See response to Reviewer 1, Comment 3.

3. The authors do not report any statistics for Supplemental Figure 5.1. Please add that.

Demarcation of statistical significance has been added to the figure.

4. While some improvement has been made in the justification for the data in Figure 8 to be included in the manuscript, it is still a poor fit. For example, these data are in a different mouse model that is not the focus of the rest of the paper, and has very low N's (n = 2 for one condition). The data does not flow well with the rest of the paper, and seems to really come out of the blue from the rest of the paper. The authors should either motivate this better, or, ideally, remove this data and include it in a subsequent paper.

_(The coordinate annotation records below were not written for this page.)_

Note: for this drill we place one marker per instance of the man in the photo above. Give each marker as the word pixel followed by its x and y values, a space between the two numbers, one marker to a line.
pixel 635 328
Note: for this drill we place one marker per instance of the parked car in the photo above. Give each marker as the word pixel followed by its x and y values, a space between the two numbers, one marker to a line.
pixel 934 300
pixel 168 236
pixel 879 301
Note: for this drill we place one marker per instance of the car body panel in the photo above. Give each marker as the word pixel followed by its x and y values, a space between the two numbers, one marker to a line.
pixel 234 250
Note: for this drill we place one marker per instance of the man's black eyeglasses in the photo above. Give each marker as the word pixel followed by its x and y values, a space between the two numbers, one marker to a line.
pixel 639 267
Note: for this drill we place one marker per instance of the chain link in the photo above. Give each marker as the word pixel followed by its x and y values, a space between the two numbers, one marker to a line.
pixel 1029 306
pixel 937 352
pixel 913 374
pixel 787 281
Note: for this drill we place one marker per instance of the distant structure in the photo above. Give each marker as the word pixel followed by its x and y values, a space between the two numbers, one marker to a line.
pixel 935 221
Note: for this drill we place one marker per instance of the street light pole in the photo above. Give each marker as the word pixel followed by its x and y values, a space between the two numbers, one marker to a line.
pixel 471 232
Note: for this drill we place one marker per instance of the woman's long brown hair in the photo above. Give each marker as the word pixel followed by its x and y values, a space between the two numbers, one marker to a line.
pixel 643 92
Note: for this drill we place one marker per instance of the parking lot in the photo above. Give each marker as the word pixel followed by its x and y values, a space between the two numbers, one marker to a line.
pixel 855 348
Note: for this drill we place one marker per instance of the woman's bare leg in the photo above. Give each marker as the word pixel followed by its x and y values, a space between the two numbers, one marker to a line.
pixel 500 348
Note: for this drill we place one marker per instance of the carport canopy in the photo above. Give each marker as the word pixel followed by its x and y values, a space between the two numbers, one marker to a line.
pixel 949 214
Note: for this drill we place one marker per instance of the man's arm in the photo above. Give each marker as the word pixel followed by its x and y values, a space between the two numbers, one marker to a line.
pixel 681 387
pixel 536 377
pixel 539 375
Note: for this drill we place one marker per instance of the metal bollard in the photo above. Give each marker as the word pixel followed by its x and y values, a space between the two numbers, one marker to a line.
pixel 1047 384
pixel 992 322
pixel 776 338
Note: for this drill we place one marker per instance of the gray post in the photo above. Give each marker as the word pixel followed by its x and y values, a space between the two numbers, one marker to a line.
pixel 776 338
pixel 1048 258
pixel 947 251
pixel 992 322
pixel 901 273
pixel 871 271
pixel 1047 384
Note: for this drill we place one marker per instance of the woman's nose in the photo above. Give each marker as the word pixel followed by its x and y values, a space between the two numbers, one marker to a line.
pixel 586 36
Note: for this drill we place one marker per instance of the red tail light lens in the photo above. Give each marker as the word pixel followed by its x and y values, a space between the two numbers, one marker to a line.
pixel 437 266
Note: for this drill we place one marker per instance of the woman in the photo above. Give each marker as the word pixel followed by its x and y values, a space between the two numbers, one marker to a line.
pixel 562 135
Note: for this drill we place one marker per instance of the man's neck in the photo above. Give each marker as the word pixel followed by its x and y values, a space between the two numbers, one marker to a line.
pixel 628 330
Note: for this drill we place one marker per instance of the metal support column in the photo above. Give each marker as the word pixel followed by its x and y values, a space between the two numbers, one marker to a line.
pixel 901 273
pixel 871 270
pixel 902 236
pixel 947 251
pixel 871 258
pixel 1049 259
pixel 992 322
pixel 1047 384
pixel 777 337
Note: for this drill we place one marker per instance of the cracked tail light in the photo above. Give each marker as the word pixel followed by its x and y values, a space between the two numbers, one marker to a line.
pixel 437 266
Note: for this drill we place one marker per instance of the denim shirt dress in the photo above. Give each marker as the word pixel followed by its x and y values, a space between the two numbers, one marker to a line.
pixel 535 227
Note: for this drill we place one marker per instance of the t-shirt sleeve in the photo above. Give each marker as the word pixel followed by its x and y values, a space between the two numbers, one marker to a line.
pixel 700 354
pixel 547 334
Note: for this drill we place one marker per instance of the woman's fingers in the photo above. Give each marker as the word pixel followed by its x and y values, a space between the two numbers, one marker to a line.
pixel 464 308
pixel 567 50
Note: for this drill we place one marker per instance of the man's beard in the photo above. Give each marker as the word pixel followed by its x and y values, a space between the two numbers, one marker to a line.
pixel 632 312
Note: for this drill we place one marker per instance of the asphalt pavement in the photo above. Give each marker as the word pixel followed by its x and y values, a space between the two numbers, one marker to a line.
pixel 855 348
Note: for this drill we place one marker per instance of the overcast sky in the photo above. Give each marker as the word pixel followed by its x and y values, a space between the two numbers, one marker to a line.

These mice were specifically designed to test our small molecule readthrough compounds. We have modified the introduction to make this rationale clearer.

“Finally, we designed this new mouse model to test our recently developed Small Molecule Read-Through Compounds (SMRT) that enable translation through premature termination codons (Du et al. 2013). Thus, we inserted a premature termination-causing nonsense mutation (103C>T) in the Atm gene common to a large family of North African A-T patients (Gilad, Bar-Shira, et al. 1996). This mutation results in a premature termination codon (PTC) at what would normally be amino acid 35 and the loss of ATM translation. Here, we report proof-of-principle experiments demonstrating that genetic mutations incorporated into the A-T mouse model are amenable to read-through compounds and thus appropriate for preclinical testing of the SMRT compounds.”

Additionally, we have added another biological replicate to the experiment in Figure 8; thus, all experiments are confirmed in at least triplicate.

5. Please edit lines 496-7. The statement that Cav2.1 is shown to contribute to baseline excitability is not shown in the cited paper.

Upon further reflection, we believe that this sentence suggests that for a majority of SCAs the link between the disease-causing protein defect and ataxia is straightforward. Since this is not the case, we have simplified this sentence to:

“The mechanistic link between deficiency in DNA stability proteins like ATM and APTX and PN dysfunction is far from clear.”